Nursing Care Plan for Urinary Retention
Urinary retention is the inability to empty the bladder completely during the process of urine. (Brunner and Suddarth. (2010). Text Book Of Medical Surgical Nursing 12th Edition. Thing in 1370).
Causes of urinary retention, among others, diabetes, enlarged prostate gland, urethral abnormalities (tumor, infection, calculus), trauma, childbirth or neurological disorders (stroke, spinal cord injury, multiple sclerosis and Parkinson's). Some medications can cause urinary retention either by inhibiting bladder contractions or increased resistance of the bladder. (Karch, 2008)
Signs and Symptoms
- Beginning with a slow flow of urine.
- Then there are the longer polyuria became worse because of inefficient bladder emptying.
- Abdominal distention occurs due to dilatation of the bladder.
- Feels no pressure, pain and sometimes feel the urge to urinate.
- In severe retention could reach 2000 -3000 cc.

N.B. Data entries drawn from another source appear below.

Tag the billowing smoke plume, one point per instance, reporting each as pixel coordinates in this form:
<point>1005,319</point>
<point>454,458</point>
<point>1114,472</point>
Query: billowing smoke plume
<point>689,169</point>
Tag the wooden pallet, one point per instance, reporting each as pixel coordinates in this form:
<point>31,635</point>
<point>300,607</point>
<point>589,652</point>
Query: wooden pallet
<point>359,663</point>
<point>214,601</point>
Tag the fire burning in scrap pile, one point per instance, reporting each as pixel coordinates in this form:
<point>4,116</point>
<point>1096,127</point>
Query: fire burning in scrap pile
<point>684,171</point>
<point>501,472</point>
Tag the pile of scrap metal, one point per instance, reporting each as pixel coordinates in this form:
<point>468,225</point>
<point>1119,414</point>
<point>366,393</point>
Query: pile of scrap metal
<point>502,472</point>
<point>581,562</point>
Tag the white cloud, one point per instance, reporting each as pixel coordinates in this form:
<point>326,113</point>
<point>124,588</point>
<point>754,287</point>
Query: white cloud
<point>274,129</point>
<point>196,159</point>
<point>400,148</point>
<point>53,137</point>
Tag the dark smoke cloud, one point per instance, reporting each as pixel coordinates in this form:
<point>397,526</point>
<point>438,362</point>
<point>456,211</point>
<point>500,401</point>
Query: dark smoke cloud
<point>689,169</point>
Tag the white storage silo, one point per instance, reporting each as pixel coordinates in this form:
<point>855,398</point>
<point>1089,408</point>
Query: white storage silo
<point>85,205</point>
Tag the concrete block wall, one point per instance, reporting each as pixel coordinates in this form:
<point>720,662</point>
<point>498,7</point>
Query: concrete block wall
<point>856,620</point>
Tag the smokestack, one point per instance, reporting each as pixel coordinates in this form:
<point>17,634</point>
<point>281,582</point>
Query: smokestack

The diagnostic checks that can be performed on urine retention is as follows:
- Examination of the urine specimen.
- Decision: sterile, random, midstream.
- General retrieval: pH, BJ, Culture, Protein, Glucose, hemoglobin, ketones and Nitrite.
- Cystoscopy (examination of the bladder).
- IVP (Intravenous pyelogram) / X-ray with contrast material.
Nursing Diagnosis for Urinary Retention : Acute Pain related to distension of the bladder.
Goal: pain problems can be resolved.
- Stating the pain is relieved / controlled.
- Shows relax, rest and increased activity appropriately.
1) Assess pain, note the location, intensity of pain.
R: Provides information to assist in determining interventions.
2) Plaster drainage hose on the thigh, and a catheter in the abdomen.
R: Preventing erosion withdrawal bladder and penile-scrotal meeting.
3) Maintain bed rest when indicated pain.
R: Bed rest may be necessary during the early phase of acute retention.
4) Provide comfort measures
R: Enhancing relaxation and coping mechanisms.